Sunday, August 02, 2009

WHY THE NEANDERTALS LOST OUT -- ACCORDING TO AUGUST 2009 SCIENTIFIC AMERICAN

An excellent, if somewhat inconclusive article, appears in the August, 2009, Scientific American by Kate Wong. She quotes many of the experts on the Neandertal problem and here are a few of their conclusions:

1)Subtle difference in culture and biology may explain why Neandertals lost out. "Worsening and highly unstable climatic conditions would have made competition among human groups all the more fierce," says Katerina Harvati at Max Planck Institute for Evolutionary Anthropology in Leipzig Germany.

2)Chris Stringer, of London's Natural History Museum, proposes that the moderns' somewhat wider range of cultural adaptations provided a slightly superior buffer against hard times. For example, needles enabled modern humans to have tailored clothing and tents, all the better for keeping the cold at bay. Neandertals left no such signs of sewing.

3) Steven L. Kuhn and Mary C. Stiner at the University of Arizona have suggested that the varied diet of early modern Europeans would have favored a division of labor in which men hunted the larger game and women collected and prepared nuts, seeds and berries. In contrast, the Neandertal focus on large game probably meant that their women and children joined in the hunt, helping to drive animals toward the waiting men. Thus modern human populations expanded at the expense of the Neandertals (Current Anthropology 2006)

4) Paleoanthropologist Leslie Aiello of the Wenner-Gren Foundation in NYC has said that Neandertals required significantly more calories to survive than the rival moderns did. "They were the SUVs of the hominid world." Modern humans might have out-competed Neandertals simply by being more fuel-efficient, using less energy for basic functions, ensuring the survival of their young.

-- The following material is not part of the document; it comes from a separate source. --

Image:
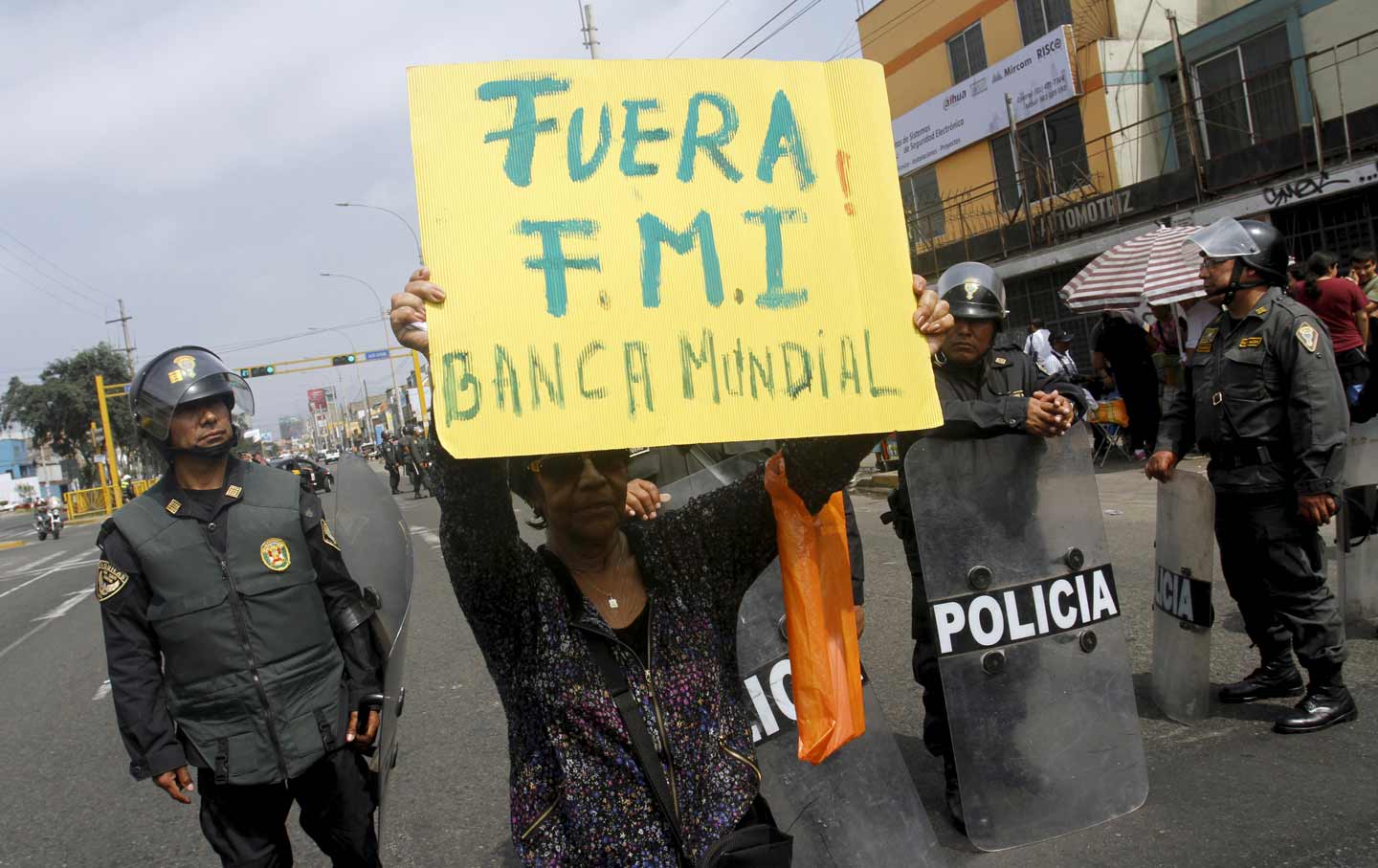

5) Research led by Rachel Caspari of Central Michigan University has shown that around 30,000 years ago, the number of modern humans who lived to be old enough to be grandparents began to skyrocket. Thus they had more reproductive years and more time to acquire specialized knowledge (eg. where to find drinking water in time of drought) and pass it on to the next generation. Stringer added that among the shorter-lived Neandertals knowledge was more likely to disappear.

6) Lastly, the precise factors of why individual populations of Neandertals declined must have varied from group to group.